Meeting the requirements
So, the rules do not preclude the use of cash flow models, but they must be used in accordance with a pretty demanding set of rules as summarised above and must also satisfy the clear, fair and not misleading rule. Firms must use growth assumptions that are no less conservative than the mandated assumptions and, where other assumptions are used in addition, these must be realistic and supported by objective data. Charges must be accounted for and all relevant projections should be explained clearly to the client.
The objective of the rules is to ensure that clients are given a fair and accurate indication of how their finances might look in future so that they can make an informed decision as to whether to transfer or not. Facing the client with different outcomes from different projections, especially without adequate explanation, hinders an informed decision and could result in a future complaint. Ideally, firms should ensure that they use consistent assumptions. The FCA has stated:
“It is our preference that the role played by the proposed receiving scheme is communicated to the client in the advice as consistently as possible with the KFI which will be provided to the client if a transfer was to proceed.”
The KFI must use mandated growth assumptions. For pension products, the MAXIMUM intermediate rate is currently 5% (ignoring inflation reduction) … but, as required by the rules, a lower rate must be used if more appropriate to the funds in question. The higher and lower rates are then simply 3% points above and below the relevant intermediate rate. The provider of the KFI should do all the ‘objective data’ work to assess the appropriate intermediate rate.
So, the simplest way to ensure the cash flow growth assumption meets all the rules is to look at the key features illustration (KFI). The intermediate growth rate used there (before inflation) can be taken as an appropriate gross growth assumption for any cash flow model that is to be prepared.

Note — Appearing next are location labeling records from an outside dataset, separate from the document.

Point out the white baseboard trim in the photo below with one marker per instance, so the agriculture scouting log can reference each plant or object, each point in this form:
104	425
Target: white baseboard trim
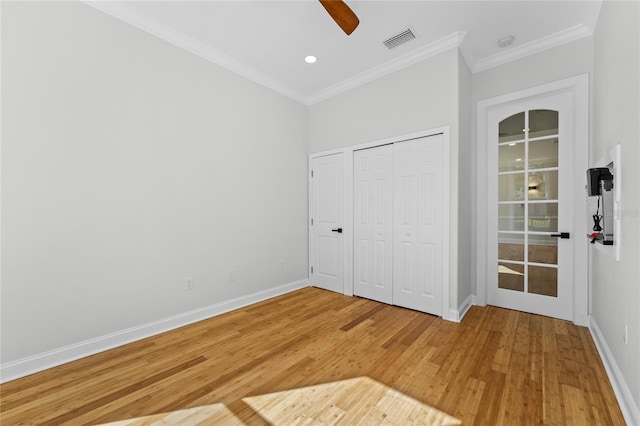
628	406
456	315
35	363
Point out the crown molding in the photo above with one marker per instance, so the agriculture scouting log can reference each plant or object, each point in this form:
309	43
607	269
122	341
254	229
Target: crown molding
127	14
446	43
141	21
544	43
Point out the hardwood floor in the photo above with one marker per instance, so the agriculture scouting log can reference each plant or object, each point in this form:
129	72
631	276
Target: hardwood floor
314	356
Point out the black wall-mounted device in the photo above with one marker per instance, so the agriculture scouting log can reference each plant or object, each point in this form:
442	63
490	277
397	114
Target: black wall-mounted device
597	175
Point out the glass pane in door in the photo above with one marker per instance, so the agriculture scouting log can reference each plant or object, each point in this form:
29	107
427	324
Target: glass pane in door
511	276
528	176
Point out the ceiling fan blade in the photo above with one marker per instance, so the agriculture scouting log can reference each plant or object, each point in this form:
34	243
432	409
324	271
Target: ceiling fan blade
342	14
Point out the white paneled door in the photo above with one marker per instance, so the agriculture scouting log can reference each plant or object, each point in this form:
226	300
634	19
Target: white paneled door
373	223
327	221
418	222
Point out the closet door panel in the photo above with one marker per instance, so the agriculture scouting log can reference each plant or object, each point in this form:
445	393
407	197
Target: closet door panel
373	213
418	224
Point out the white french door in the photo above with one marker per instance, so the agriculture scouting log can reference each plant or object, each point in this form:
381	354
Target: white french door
373	223
530	201
326	248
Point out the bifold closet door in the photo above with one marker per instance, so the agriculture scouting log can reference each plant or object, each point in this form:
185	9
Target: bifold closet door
373	226
417	231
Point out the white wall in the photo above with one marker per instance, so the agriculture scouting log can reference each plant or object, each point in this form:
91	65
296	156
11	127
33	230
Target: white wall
466	176
129	165
616	120
420	97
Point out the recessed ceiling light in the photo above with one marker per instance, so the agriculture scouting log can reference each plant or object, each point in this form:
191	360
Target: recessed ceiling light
506	41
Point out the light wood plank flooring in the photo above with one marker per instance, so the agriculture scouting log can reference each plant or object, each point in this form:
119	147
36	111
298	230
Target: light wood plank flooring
317	357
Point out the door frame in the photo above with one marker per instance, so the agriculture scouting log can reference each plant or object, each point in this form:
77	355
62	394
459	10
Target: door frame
579	87
447	313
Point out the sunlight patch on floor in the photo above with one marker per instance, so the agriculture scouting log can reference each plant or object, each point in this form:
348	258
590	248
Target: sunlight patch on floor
354	401
207	415
359	400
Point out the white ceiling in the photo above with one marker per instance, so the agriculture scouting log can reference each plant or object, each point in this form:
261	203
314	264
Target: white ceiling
267	40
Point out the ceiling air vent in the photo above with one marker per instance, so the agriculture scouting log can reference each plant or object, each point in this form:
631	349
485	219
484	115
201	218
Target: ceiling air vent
400	38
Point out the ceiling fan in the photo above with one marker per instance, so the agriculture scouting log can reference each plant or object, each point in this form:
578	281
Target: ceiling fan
342	14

To meet the requirement to take account of charges, a deduction must be made to reflect the overall charges that will apply. The net result is an appropriate growth assumption to use within the cash flow model. At its simplest, it would look like this:
Intermediate rate from the key features illustration X%
Less reduction in yield (RIY) figure from the KFI Y%
Appropriate rate of return to use in the cash flow model (X-Y)%
However, the RIY figure does not usually reflect the initial adviser charge accurately – it will be amortised over a number of years rather than accounted for up front. This means the RIY on the KFI is understated, although probably not enough to be significantly misleading. How can this be allowed for in the cash flow model?
It could be argued that using the straight RIY figure from the KFI will still result in a growth assumption that is closer to the requirements of the rules than the assumptions currently used in cash flow models by many firms.
However, a more accurate way to incorporate the initial charge would be to deduct it in cash up front from the starting capital and then deduct the annual adviser, platform, plan and fund charges from the KFI intermediate growth rate and use the net result as the cash flow growth assumption. It would be good practice to ensure that the client is aware of the basis of the model, including the assumptions used.
So, now the basis of the cash flow model is sorted out, consideration should be given to how the model is used and the following question.
Does the client understand the output from the Cash Flow Model?
Probably not in many cases, any more than the average client will understand all the implications and nuances of the Pension Transfer Report (or previously the TVAS) without clear, balanced and consistent explanation. That explanation should be presented in discussions with the client but should ALSO be documented in the Suitability Report. The output from some Cash Flow Models can be 30 or more pages long!